Dakota was literally the opposite of what I had in mind for a husband. That sounds horrible but I promise it's a blessing. Before meeting him, I pictured a man coming into my life who was completely obsessed with me. Someone who treated me like a princess, even though I'm really just a royal pain in the ass. Someone who did everything for me and never thought I could do anything wrong. Writing that even sounds pathetic because what I got was SO much better. Dakota doesn't treat me like a princess because he knows I'm capable of taking care of myself like the strong, independent woman I really am. He challenges me in ways I never knew I needed to be challenged. When my thoughts are negative he helps me see the positive side. He treats me with respect, kindness, and "occasionally" like a Queen. What I really got was a man who compliments me, instead of completes me.

Shouldn't that be what we all strive for? I have so much baggage that he would need to buy a baggage cart to push all my shit around. It would be a never ending job for Dakota to "fix" me, or complete me. Have I ever expected him to make me happy? Absolutely. I have insecurities like everyone else. I've made plenty of mistakes and relied on him to make me happy.. more than once.. but it never works. It's not his job. It's mine.. and it's God's.

God means different things to other people and that OK. Some people say they don't pray to God, but they believe in a higher power that's their own form of God. You can find your wholeness that way too.

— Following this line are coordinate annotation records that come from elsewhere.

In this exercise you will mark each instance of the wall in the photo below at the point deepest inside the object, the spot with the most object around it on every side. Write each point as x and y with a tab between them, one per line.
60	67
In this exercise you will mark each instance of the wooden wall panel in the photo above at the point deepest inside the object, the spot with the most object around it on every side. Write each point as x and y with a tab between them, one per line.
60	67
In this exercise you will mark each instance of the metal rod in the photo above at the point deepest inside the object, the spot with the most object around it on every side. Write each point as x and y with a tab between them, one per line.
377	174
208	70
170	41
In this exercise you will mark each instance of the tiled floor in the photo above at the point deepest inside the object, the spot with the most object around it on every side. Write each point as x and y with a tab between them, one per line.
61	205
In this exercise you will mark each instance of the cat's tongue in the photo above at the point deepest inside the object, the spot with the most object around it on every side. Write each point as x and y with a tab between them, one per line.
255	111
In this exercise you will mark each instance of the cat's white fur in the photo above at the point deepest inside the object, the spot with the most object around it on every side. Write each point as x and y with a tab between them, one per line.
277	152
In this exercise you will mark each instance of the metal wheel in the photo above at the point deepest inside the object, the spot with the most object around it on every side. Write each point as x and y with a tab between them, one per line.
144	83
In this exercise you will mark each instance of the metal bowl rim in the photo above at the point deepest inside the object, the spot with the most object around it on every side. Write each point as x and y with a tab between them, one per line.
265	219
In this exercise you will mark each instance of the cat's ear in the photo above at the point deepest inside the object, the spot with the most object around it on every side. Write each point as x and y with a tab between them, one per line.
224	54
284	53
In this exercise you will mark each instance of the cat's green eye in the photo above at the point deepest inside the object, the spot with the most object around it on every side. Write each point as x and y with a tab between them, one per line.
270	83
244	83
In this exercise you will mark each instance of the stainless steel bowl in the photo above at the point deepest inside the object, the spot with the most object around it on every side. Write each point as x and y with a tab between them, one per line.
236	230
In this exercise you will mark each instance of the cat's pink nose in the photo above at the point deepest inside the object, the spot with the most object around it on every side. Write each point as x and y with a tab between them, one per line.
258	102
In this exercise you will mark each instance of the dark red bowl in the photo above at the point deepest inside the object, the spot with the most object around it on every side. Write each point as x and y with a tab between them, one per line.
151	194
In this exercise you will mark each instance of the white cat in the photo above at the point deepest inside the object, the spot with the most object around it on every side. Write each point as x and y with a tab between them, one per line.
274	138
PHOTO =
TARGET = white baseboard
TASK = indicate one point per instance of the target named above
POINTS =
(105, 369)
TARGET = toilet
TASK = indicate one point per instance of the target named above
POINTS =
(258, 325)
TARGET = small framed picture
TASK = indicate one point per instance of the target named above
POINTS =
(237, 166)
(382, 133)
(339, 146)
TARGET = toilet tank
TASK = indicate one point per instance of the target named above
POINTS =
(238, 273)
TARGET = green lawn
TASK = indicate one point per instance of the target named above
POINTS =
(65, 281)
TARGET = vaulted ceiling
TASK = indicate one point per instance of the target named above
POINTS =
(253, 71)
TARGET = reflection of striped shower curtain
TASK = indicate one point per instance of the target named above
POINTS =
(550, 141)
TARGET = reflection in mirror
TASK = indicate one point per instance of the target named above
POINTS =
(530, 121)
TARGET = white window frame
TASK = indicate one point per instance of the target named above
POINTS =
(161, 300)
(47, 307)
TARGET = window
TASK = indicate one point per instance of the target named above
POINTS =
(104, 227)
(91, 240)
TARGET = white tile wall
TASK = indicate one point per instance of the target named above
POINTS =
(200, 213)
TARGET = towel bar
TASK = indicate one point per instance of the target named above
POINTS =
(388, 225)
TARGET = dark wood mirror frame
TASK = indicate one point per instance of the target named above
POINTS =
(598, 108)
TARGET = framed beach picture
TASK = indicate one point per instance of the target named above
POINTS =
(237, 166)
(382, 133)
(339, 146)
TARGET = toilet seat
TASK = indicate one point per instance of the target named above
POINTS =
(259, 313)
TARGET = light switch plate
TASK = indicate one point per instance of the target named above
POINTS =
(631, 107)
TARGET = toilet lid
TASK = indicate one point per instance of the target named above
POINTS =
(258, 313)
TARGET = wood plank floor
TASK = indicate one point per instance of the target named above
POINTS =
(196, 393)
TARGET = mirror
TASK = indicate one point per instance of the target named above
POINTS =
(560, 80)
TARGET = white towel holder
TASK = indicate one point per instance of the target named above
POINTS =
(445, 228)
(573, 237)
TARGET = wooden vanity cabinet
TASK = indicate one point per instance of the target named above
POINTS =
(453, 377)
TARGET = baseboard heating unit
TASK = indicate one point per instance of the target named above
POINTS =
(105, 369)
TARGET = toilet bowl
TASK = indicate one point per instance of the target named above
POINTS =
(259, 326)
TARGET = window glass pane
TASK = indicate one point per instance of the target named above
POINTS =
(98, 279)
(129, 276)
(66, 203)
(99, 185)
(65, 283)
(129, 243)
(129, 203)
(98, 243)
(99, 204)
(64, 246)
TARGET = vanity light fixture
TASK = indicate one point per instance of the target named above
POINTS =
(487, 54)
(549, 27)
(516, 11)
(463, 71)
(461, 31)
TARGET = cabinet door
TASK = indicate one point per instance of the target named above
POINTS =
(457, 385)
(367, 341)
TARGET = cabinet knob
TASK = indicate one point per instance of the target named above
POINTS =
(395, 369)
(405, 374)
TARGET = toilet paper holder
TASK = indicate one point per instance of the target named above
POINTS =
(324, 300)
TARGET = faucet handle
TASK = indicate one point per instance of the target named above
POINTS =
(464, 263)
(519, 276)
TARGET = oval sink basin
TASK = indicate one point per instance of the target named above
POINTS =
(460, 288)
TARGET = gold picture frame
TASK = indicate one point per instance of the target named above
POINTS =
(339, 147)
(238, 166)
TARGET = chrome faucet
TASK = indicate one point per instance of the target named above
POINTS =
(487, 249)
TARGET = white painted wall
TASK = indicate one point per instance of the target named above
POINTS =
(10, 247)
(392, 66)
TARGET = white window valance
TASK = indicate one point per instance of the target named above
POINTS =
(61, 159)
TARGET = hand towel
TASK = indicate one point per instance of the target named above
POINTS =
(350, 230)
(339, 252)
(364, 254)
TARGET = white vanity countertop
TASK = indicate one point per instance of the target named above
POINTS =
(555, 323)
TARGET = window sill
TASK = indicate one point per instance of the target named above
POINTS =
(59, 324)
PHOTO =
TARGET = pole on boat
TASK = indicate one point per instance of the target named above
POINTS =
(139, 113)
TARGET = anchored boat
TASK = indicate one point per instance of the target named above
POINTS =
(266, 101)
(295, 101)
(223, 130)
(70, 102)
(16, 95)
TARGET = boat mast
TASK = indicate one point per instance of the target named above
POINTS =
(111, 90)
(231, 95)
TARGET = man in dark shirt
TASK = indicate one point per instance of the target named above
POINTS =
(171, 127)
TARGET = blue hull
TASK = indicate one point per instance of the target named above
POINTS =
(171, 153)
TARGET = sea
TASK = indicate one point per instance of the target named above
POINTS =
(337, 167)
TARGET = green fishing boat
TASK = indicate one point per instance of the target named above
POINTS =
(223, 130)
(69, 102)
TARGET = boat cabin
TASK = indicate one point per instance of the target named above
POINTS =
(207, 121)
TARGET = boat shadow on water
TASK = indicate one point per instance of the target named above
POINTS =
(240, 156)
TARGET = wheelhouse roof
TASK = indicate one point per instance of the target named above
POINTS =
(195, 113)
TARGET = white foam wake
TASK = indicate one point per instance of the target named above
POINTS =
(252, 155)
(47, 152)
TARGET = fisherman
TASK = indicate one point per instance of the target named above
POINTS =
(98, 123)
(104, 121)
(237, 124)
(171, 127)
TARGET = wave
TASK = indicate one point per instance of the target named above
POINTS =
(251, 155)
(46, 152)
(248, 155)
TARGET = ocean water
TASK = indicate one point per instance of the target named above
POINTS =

The reason why I wanted to share this (the moral of this blog) is because I know this is something I've struggled with many times for many years, and many of you might struggle with it too. It's so hard to break from the social norm and find wholeness from something other than your spouse. I get it. I've been there. It's just not fair to have them to carry the heavy burden of completing you. God can handle that kind of burden. Leave it up to your spouse to be the one who challenges you and compliments you in ways you never expected, just like mine did. I'm so glad he ended up being what my heart needed instead of what my insecurities wanted.

Ta Ta for now

Love,

Lex


Comments

  1. I love all of your posts!! But this by far has been my fav.. on point girl.